Pages

April 29, 2017

How The Handmaid’s Tale raises questions about how we consume and create art in times of repression

Elisabeth Moss in The Handmaid

The early reviews for The Handmaid’s Tale – which Americans have been able to screen in its entirety since Wednesday while Canadians are forced to wait for episodes to be doled out weekly on Bravo TV beginning Sunday (nope, not bitter at all) – have been almost synonymous in praising one specific aspect of the the Hulu miniseries adapted from Margaret Atwood’s novel: its timeliness.

As in most large-scale disputes, two vocal minorities are viewing the present political climate in the United States in two very differing ways. One section of people believe that a course correction is presently underway; that we have strayed from specific values that had previously led us to achieve greatness, and that the only way to return to that period of accomplishment is to embrace those ethics once again. The other perspective suggests that we have halted the social progress of our recent history and begun hurtling ourselves toward a future hellscape; that we are moving backwards closer to ignorance and bias rather than improved equality.

It’s into this environment that The Handmaid’s Tale – a piece of dystopian speculative fiction that envisions a world in which a totalitarian theocracy has overthrown the United States government and, among other things, removed women’s rights – enters. Consider that it was only a few weeks ago that U.S. Vice President Mike Pence cast a rare tie-breaking vote in the Senate to let states deny federal grants to Planned Parenthood, and you don’t have to strain yourself too much to understand where critics are making the connection.

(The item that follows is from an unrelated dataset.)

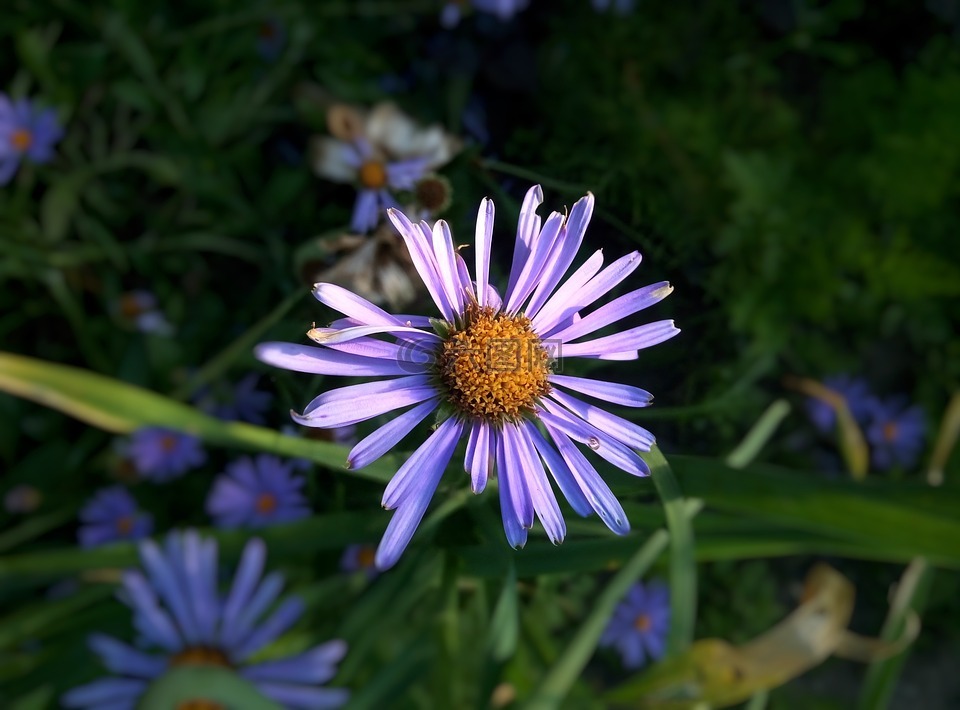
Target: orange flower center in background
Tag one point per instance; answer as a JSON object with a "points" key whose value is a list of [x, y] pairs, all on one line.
{"points": [[200, 656], [168, 442], [890, 431], [125, 525], [266, 503], [495, 367], [373, 174], [200, 704], [366, 556], [21, 139]]}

Of course, the miniseries went into development long before Donald Trump was voted into the office of the presidency. And furthermore, the source material was written by Atwood in the early 1980s in response to the Reagan administration threatening the social gains that women had made in the previous two decades. And so, while it’s impossible to doubt the content of The Handmaid’s Tale to be as relevant as ever, its timeliness to the specific social struggles of 2017 wasn’t necessarily intentional.

That doesn’t make the miniseries any less of a work of art, but it does raise interesting questions about how we consume and create art in times of repression – supposed or otherwise. I’m thinking of two specific phenomenons that occurred in the weeks immediately following Trump’s election: 1) Sales of Atwood’s novel and George Orwell’s 1984 went through the roof; and 2) Artists with an opportunity – Lady Gaga performing in the Super Bowl Halftime Show and George Saunders with his first novel, Lincoln in the Bardo – were roundly criticized for not using their respective platforms to take an overt stance against a Trump administration.

Related

  • What to do when dystopian futures become the dystopian present
  • Why 1984 is a 2017 must-read: Those who forget dystopian fiction are doomed to repeat it

Our impulse to look to art for solace or meaning when our understanding of right and wrong is being threatened is well-proven. However, it seems that the most effective form of this art isn’t something that tackles the subject explicitly, but rather indirectly through allegory, metaphor or extrapolation. This creates a more lasting work; one for which meaning can be inferred not only by an audience at the time of its creation, but future readers and viewers as well.

It also makes me wonder about the punk rock of the 1970’s. Were the artists at the time attempting to actually distill their dissatisfaction with the mainstream through music; or was their art an almost involuntary response? Maybe that’s the difference between the songs that have lasted from that time period, and those that have faded away.

If so, does that make The Handmaid’s Tale the “God Save The Queen” of first literary works and now television miniseries?